By 25 April 2021No Comments

I have spent decades overcoming the experiences of intertwined discrimination as a result of ableism and racism. On reflection, these experiences existed way before I knew what they were. I use to worry about being vulnerable and speaking out about what I was experiencing. In more recent years, I have learned that 1: I am certainly not alone; 2: not speaking out does not change what is drastically required in what I describe to be an old-style, dominating, and oppressive system. 

In the past decade, I have noticed limited conversations about racism and ableism or how intersectional discrimination impacts upon Black disabled students accessing or pursuing higher education. The experiences can lead to spending days in bed feeling unwell, ashamed, helpless, and exhausted, all of which impacts upon one’s confidence and self-esteem. Yet, there never accountability for staff or students who inflict such discomfort of violence on other humans. Mainly due to individual and systematic biases and failures in society. It is worrying that in 2021 these failures are not being addressed and that narratives of Black disabled women are being intentionally unheard and omitted.

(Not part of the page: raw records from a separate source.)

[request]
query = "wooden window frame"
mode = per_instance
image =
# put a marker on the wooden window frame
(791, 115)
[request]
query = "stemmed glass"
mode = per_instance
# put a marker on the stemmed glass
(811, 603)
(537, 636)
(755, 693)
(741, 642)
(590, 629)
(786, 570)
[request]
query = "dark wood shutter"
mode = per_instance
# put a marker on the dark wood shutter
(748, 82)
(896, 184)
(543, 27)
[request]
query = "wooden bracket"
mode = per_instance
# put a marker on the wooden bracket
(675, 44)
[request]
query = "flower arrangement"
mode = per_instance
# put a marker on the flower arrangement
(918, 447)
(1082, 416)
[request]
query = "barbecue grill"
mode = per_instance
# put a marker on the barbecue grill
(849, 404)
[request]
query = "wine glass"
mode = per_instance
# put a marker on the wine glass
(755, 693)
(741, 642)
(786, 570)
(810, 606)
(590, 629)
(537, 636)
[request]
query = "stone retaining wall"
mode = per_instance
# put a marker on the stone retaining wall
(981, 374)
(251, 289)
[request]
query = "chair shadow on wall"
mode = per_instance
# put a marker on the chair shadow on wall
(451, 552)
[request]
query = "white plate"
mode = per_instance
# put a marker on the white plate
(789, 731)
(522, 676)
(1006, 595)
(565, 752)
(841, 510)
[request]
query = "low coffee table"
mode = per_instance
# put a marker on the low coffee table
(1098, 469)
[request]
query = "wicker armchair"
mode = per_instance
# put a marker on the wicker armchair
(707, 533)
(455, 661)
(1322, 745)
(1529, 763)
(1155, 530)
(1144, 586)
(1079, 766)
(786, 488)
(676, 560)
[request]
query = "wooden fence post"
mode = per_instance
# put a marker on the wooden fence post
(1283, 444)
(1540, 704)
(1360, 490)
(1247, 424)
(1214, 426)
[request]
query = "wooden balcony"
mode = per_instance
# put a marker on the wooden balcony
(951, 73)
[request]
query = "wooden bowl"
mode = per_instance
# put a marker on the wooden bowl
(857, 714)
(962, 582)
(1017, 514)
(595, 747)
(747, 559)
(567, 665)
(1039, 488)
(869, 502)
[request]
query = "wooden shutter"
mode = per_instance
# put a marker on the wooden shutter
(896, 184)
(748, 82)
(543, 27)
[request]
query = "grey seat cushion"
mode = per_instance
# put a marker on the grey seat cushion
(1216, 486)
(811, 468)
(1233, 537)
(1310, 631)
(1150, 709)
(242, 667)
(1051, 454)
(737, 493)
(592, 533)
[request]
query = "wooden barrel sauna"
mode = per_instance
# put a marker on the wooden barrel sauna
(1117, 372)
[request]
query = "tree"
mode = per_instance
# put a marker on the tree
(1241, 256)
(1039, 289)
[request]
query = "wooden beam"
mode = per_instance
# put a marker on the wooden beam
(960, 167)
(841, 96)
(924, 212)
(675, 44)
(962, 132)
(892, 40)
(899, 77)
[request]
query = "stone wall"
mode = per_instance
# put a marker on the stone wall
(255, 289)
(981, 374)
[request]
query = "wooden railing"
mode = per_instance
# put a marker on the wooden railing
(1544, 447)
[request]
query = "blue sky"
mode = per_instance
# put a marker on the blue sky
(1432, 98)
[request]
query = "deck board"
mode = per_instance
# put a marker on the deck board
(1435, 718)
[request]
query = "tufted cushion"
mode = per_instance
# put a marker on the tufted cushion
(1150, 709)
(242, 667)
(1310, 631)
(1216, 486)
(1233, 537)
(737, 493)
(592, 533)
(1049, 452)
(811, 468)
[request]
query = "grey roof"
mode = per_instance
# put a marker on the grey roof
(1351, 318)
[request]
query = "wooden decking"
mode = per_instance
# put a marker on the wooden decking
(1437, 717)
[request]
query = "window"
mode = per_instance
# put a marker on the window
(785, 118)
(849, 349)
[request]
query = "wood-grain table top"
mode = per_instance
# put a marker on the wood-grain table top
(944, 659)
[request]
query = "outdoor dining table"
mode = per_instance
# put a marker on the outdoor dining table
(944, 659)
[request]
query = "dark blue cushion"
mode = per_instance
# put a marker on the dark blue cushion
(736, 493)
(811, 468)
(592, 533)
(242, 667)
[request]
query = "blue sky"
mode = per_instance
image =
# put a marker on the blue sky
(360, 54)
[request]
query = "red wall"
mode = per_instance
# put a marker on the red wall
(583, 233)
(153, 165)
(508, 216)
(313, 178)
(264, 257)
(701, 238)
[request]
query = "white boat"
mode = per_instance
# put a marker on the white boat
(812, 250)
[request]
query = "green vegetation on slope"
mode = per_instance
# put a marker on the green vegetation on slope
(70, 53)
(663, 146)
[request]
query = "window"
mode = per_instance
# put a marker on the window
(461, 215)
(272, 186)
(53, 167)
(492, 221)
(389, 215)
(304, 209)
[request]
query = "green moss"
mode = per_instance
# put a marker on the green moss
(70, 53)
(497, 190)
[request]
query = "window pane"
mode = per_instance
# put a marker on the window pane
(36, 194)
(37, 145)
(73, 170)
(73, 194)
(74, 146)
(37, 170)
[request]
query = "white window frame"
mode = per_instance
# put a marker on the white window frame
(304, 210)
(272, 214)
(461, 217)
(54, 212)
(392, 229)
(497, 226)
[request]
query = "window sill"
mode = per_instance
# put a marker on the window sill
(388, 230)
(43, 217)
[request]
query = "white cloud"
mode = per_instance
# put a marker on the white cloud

The approach by institutions in dealing with ableism and racism in higher education is the default of applying the deficit model to the person (problem and blame) instead of investigating the barriers and working with the students who report their experiences. In my view, it has all too often opted for its more comfortable practice in denying, disassociating themselves and being able to gaslight their behaviours. Another thing is that institutions will go as far as putting forward ‘their’ so-called paradoxical initiatives known as ‘higher education diversity measures’, led by non-white disabled people who have never had lived experiences of intersectional discrimination and oppression. Ableism and racism need to be incorporated in discussions when addressing inequality and moving towards inclusion. There needs to be more action, and remembering that inclusion has no limitations.   

… ‘we must reclaim our voices’… – (Paulo Freire, 1970).

Written anonymously – January 2021.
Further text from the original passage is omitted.